12/04/2015

Chibok-schoolgirls kidnapped for 600 days (December 5)

Nigeria’s government should no longer remain silent about fate of abduction victims (Press Release)

© Michael Fleshman via Flickr

600 days after the radical Islamists of Boko Haram kidnapped 219 schoolgirls in northeastern Nigeria, there is still no sign of life of the abduction victims. “The kidnapped schoolgirls from Chibok must not be forgotten! Their fate exemplarily shows how the people in northeastern Nigeria are suffering from the civil war and the anti-terrorism measures,” stated the Society for Threatened Peoples (STP) in Göttingen on Friday. The Africa-expert of the human rights organization, Ulrich Delius, demanded: “Nigeria’s government should no longer remain silent about the fate of the Chibok-girls!”

The parents and siblings of the abducted feel left alone by the authorities, as they still have no information about their daughters and sisters. “It is an indictment of the 200,000 soldiers and 300,000 paramilitaries in Nigeria – and for the entire security apparatus – that they were unable to gather at least some credible information about the hostages’ whereabouts within 600 days,” criticized Delius. Yakubu Nkeki, chairman of the movement for the kidnapped Chibok girls, told the STP: “No representative of the regional or federal government has ever paid us a visit in Chibok to get an impression of what we are going through.” At least 176 of the hostages in Chibok belong to the Protestant “Church of the Brethren” (Ekklesiyar Yan'uwa a Nigeria, EYN).

In summer 2015, President Muhammadu Buhari had declared the case of the Chibok girls a priority, demanding the army to grind down the terrorist movement by the end of December 2015. “At the moment, however, there seems to be no chance for a quick end to the violence. Boko Haram was forced to withdraw from some regions, but the extremists are still spreading fear and terror with their terrorist attacks and assaults in northeastern Nigeria and in Cameroon, Niger and Chad,” reported Delius. In these four states, more than 360 people died in terrorist attacks and violent clashes in November 2015. Most recently, 22 Shiite Muslims died in an attack against a procession near the city of Kano on November 27, 2015.
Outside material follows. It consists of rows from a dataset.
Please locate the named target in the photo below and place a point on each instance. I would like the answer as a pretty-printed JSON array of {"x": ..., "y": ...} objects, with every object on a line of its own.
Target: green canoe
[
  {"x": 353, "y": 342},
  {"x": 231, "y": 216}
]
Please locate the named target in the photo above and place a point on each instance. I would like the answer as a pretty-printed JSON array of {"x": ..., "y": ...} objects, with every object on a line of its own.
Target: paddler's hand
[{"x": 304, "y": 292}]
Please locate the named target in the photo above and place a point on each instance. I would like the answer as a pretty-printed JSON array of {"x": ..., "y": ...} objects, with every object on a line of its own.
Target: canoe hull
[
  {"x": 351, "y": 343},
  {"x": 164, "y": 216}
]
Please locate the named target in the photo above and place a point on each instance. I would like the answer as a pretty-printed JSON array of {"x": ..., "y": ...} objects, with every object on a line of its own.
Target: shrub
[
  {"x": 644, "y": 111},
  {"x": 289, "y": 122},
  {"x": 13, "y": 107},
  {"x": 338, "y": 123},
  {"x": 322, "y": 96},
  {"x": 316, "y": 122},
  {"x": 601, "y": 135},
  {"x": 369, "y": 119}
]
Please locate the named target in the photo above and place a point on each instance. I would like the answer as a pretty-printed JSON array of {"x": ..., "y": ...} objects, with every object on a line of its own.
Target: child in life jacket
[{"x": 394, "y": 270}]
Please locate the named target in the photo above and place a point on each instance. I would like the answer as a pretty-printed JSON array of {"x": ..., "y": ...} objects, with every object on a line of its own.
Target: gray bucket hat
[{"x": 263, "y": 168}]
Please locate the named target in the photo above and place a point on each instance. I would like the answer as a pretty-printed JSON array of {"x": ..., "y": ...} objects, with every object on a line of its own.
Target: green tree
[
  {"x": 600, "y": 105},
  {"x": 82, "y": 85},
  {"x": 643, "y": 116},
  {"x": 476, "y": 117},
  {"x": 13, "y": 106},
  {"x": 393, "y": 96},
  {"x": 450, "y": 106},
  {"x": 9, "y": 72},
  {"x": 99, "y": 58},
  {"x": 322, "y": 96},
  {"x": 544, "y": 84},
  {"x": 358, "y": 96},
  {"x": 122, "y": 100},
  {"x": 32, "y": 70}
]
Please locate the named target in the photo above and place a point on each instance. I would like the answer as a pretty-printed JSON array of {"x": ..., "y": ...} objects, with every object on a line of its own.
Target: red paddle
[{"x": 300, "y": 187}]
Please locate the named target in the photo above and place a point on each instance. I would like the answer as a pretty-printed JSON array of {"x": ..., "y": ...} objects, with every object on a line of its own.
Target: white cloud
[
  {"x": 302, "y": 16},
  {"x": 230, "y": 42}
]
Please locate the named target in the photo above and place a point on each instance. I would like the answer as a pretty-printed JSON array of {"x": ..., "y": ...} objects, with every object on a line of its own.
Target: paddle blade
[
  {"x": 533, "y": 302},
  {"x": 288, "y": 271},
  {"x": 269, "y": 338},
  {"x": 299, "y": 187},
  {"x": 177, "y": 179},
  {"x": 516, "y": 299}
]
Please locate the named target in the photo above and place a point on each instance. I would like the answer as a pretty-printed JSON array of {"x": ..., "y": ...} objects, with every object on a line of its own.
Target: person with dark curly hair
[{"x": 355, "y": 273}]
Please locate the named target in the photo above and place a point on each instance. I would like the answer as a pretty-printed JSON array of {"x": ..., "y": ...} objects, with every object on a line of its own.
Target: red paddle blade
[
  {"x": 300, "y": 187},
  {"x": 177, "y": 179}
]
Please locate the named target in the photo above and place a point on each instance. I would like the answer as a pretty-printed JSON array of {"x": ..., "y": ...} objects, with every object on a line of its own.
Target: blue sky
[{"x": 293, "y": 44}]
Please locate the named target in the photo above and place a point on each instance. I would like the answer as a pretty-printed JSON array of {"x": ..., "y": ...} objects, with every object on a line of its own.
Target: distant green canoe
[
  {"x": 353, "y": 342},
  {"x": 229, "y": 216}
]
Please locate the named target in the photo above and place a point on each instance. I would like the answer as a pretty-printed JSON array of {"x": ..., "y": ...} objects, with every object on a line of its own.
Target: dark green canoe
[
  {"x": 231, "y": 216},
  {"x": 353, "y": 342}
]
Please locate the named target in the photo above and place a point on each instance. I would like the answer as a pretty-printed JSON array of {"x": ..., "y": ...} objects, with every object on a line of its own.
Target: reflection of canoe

Delius recalled that is especially the children and young people who are suffering from the bloody civil war in Nigeria. According to information from the United Nations High Commissioner for Refugees (UNHCR), about 68 percent of all IDPs in the northeast of the country are children and adolescents. More than 800,000 children and young people in the region cannot go to school because of the violence.